Après près de six ans d'un mutisme total et de dénégations farouches, Cédric Jubillar est passé aux aveux en juillet 2026 pour le meurtre de son épouse Delphine. Ce coup de théâtre judiciaire est intimement lié à la stratégie, à la patience et à l’écoute de ses nouveaux avocats : Maître Guy Debuisson et son fils, Maître Pierre Debuisson.
Portrait de ce binôme familial qui se retrouve désormais sous les projecteurs de la France entière.

Qui sont les avocats Debuisson ?

Figures incontournables du barreau de Toulouse, les Debuisson incarnent la transmission d'une passion commune : le droit pénal et la défense des causes complexes.
  • Maître Guy Debuisson (le père) : C'est un véritable ténor du barreau toulousain.
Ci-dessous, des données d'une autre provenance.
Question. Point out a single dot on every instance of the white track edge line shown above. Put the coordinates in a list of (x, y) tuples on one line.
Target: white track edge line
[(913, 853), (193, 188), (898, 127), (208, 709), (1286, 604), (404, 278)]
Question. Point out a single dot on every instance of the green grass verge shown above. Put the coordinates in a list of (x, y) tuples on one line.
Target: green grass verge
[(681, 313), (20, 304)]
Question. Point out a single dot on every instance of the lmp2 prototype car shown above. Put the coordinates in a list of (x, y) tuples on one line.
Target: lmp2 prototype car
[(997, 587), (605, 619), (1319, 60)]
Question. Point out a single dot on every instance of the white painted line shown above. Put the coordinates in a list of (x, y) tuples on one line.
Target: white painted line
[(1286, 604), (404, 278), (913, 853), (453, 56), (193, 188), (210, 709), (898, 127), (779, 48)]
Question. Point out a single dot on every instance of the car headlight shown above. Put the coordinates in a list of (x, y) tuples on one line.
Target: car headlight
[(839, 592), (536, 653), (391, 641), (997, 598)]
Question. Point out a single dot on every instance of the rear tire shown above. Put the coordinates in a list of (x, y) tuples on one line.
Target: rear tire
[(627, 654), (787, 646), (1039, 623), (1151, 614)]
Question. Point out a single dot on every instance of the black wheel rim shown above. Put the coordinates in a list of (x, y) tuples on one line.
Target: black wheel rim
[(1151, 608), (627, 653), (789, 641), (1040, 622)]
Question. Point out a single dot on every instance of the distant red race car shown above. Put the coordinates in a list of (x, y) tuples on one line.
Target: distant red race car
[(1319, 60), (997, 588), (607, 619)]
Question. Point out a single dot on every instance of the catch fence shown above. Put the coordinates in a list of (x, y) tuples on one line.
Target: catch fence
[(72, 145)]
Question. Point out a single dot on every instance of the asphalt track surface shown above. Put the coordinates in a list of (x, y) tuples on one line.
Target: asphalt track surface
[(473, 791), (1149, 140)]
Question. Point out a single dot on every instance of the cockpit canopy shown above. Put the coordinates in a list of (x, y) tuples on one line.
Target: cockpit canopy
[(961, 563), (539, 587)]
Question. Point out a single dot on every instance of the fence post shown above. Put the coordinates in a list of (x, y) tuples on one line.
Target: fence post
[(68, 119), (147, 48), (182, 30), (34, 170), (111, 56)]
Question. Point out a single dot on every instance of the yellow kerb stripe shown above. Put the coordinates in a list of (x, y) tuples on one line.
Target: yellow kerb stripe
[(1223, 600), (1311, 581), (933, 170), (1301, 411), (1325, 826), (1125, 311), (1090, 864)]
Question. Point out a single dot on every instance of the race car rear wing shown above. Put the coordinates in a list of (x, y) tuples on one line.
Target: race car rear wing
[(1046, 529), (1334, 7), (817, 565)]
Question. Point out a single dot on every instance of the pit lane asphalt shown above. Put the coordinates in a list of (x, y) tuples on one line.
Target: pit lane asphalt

Fort de décennies de carrière, il s'est forgé une réputation solide en plaidant dans de colossales affaires médiatiques. Il a notamment marqué l'histoire judiciaire en intervenant dans la célèbre affaire de la disparition de Suzanne Viguier, l'enlèvement du baron Empain, ou encore les grands dossiers de santé publique comme le Sang contaminé et le Mediator.
  • Maître Pierre Debuisson (le fils) : Reprenant le flambeau familial, il s'est imposé comme un avocat dynamique, touchant au droit pénal, de la santé et des affaires. Il s'est fait connaître nationalement en défendant des victimes dans le scandale sanitaire des pizzas Buitoni ainsi que la famille de la jeune Lindsay, victime de harcèlement scolaire.

Depuis combien de temps défendent-ils Cédric Jubillar ?

Ils ont officiellement repris le dossier en janvier 2026. Condamné en première instance en octobre 2025 à 30 ans de réclusion criminelle à Albi, Cédric Jubillar avait alors choisi de changer radicalement d'équipe de défense en vue de son procès en appel, prévu pour septembre 2026. Les Debuisson l'accompagnent donc depuis un peu plus de six mois.

L'intimité du parloir : le moment où tout bascule

C'est une méthode d'écoute presque hebdomadaire à la maison d’arrêt de Seysses qui a payé. Au bout d'une dizaine de rendez-vous en tête-à-tête dans l'intimité du parloir, une relation de confiance profonde s'est nouée entre Pierre Debuisson et le détenu.
Libéré du verrouillage psychologique provoqué par la pression médiatique, et après l'arrêt de lourds traitements médicaux, le peintre-plaquiste s'est confié. Les aveux se sont d'abord matérialisés par une lettre manuscrite rédigée par Cédric Jubillar et adressée directement à ses conseils, confessant une dispute conjugale nocturne ayant tragiquement dégénéré.

L'attente du corps : qu'en est-il de son état ?

Dans ses échanges, Cédric Jubillar a émis des précisions sur le secteur où il a caché la dépouille de Delphine, la mère de ses deux enfants. Toutefois, la primeur des déclarations concernant l'endroit exact est légalement réservée au juge d'instruction et aux enquêteurs, auprès de qui le détenu a affirmé vouloir collaborer rapidement sur le terrain. Les parents, les amis de Delphine, ainsi que la France entière attendent désormais avec gravité le jour où le corps sera enfin trouvé pour pouvoir faire leur deuil.
Quid de l'état du corps après tant d'années ?
Sur le plan médico-légal, la découverte du corps pose de lourdes questions scientifiques :
  1. Altération des tissus : Après plus de cinq ans et demi passés sous terre ou à l'air libre (selon le mode de sépulture choisi par le meurtrier), le corps aura subi le processus naturel de décomposition. Les tissus mous ont très probablement disparu.
  2. L'état squelettique : Les enquêteurs vont principalement retrouver des restes osseux. Cependant, la médecine légale moderne sait faire parler les os.
  3. L'analyse des causes de la mort : S'il y a eu strangulation, l'examen de l'os hyoïde (dans le cou) pourra le confirmer. Si des coups violents ont été portés, des traumatismes ou des fractures seront visibles sur le squelette. Enfin, l'ADN présent dans la structure osseuse ou les dents permettra de valider formellement l'identité de Delphine Jubillar, malgré le temps écoulé.
L'analyse de ces ossements sera cruciale pour valider – ou infirmer – le scénario de la "dispute qui a mal tourné" avancé par Cédric Jubillar lors de son futur procès.